There are k! > 2^k (k>3) permutations, but not all generate different
diagonals. A table like the next (k=6) seems to be very 'prolific':
   \
    0 0 0 0 0 1    Note: a diagonal entry is not changed if its row
    0 0 0 0 1 1          is replaced by a row with the same entry
    0 0 0 1 1 1          in that column. E.g: pair swapping involes
    0 0 1 1 1 1          4 entries: in rows i,j  and cols i,j -
    0 1 1 1 1 1          producing a new CD only if the row distance
    1 1 1 1 1 1          (symm.difference) \neq 0  there.
               \

Or equivalently: its symmetric image (while also columns may be used):
     \
  1.  1 0 0 0 0 0      If 'weight' w(i) is the number of 1's in row i,
  2.  1 1 0 0 0 0      and R(w) the set of all k_strings of weight w,
  3.  1 1 1 0 0 0      then symmetric analysis would require to
  4.  1 1 1 1 0 0      generate all Ranks R(w) for w=0..k
  5.  1 1 1 1 1 0      E.g. swap rows (2,3): CD= 0 0 1 0 0 0
  6.  1 1 1 1 1 1      or if i<j swap (i,j): CD= 1 in place j, rest 0
                 \     So swaps yield ranks R(1), and also R(k-1) by
                       taking -CD (bitwise inverse CD).

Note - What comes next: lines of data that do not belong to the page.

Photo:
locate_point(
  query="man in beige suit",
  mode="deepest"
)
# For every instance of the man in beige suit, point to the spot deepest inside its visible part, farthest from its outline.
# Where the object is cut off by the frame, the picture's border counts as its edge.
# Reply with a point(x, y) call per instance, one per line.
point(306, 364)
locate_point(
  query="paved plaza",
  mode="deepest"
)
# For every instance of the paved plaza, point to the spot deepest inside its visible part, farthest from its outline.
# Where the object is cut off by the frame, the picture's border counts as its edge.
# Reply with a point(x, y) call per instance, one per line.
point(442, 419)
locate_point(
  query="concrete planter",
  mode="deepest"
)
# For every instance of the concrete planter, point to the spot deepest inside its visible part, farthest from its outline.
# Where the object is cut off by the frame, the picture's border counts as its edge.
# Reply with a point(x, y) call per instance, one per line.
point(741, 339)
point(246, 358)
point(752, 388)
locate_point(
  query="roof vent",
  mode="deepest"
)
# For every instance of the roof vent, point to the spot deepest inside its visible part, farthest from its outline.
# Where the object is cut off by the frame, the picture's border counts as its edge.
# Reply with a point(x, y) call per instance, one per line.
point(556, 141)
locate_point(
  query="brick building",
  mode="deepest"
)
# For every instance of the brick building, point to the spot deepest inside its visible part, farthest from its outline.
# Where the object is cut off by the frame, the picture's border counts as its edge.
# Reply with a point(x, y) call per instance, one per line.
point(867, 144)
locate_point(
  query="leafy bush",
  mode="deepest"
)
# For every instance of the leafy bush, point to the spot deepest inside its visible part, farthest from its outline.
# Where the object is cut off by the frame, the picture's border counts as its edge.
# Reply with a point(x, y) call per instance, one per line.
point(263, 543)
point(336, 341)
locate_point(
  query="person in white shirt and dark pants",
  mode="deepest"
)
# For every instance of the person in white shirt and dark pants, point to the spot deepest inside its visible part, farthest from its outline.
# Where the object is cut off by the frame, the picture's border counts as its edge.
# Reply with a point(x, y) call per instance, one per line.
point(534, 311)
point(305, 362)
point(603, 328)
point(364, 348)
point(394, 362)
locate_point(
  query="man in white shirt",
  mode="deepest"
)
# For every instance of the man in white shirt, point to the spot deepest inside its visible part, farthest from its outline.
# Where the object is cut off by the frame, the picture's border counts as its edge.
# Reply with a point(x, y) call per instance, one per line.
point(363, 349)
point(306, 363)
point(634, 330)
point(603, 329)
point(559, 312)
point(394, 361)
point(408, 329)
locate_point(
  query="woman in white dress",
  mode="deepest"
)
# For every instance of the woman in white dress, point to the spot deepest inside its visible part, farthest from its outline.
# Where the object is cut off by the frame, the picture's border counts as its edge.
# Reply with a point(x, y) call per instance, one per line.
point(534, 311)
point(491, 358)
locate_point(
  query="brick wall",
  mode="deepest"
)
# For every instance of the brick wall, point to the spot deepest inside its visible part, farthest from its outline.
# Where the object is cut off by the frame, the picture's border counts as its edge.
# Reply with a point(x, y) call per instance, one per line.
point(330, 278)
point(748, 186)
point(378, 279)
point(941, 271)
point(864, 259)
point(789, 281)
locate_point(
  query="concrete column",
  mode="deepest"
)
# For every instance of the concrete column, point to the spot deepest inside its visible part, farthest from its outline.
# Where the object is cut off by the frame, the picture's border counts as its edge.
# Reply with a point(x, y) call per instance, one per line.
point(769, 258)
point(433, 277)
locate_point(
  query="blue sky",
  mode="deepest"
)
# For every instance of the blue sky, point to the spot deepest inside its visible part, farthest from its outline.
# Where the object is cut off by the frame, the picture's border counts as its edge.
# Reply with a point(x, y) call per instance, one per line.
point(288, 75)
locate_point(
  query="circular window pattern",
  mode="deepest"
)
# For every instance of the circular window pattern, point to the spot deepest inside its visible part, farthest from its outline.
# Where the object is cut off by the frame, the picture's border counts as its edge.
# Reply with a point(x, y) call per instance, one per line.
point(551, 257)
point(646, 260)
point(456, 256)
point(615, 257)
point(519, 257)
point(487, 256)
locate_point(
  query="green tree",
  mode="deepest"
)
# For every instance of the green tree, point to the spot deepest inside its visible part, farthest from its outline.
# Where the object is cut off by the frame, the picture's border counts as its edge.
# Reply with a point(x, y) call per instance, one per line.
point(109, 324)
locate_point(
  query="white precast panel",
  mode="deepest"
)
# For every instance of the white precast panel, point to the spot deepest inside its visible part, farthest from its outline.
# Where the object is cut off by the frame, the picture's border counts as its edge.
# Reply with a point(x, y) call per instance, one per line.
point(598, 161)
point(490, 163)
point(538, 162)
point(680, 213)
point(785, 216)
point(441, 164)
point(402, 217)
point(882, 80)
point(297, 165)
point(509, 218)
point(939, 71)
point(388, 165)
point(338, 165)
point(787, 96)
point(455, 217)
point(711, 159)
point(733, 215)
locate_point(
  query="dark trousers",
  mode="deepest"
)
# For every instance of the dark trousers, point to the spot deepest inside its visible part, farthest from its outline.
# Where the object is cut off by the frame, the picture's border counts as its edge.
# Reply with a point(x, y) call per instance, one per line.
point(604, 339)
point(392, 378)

Q: Does an  m_cycle permution yield CD \in R(m-1) ?
                   \
   Like (1,2,3) --> 1 1 1 0 ...  CD= 0 1 1 0 0 0
                    1 0 0 0 ...
                    1 1 0 0 ...
                    1 1 1 1 0 .
                           \           ...etc

> [...]
> So exponentiation (^) is really something else, compared with (+) (*).
> In fact, while arithmetic (+) and (*) are both associative and
> commutative operations, while (^) is repeated (*), which itself is
> repeated (+), notice that (^) is neither associative nor commutative!